Parents expressed their anger at Rochester Community Public Schools administrators and school board members during a Monday meeting. Parents are demanding the school board fire Superintendent Robert Shaner, then tender their resignations.
The parents’ pique was prompted by revelations school employees were monitoring parents’ social media accounts, compiling dossiers of publicly disgruntled mothers and fathers, and phoning parents’ employers, which, in the case of Elena Dinverno, resulted in her firing.
The backlash from the incendiary language in a recent letter from the National School Board Association to President Biden asking for federal law enforcement to intervene on outspoken parents at school board meetings escalated this week when the group’s Ohio and Missouri chapters withdrew their respective memberships.
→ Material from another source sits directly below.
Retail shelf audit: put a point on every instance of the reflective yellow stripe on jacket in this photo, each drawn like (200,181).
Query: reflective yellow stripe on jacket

The Missouri School Boards Association in announcing its departure said the national group “demonstrated it does not currently align with MSBA’s guiding principles of local governance.”
The Ohio chapter was more direct, saying in its letter Monday that its departure was a “direct result” of the Sept. 29 letter to Biden.
Frustration at school boards boiled over for some parents and activists who protested outside of the Department of Justice building in Washington, D.C. Sunday.
A small crowd gathered for the “Parents Are Not ‘Domestic Terrorists’ Rally,” a reference to Merrick Garland’s Oct. 4 memorandum that called on the FBI to “use its authority” in response to the “disturbing spike in harassment, intimidation, and threats of violence against school administrators, board members, teachers, and staff.”
Garland’s statement followed a letter from the National School Board Association (NSBA) that asked the federal government to get involved in the alleged “immediate threat” of violence from parents against American public schools and education officials. The letter encouraged President Joe Biden’s administration to use statutes such as the USA PATRIOT Act to address actions that could be “equivalent to a form of domestic terrorism and hate crimes.”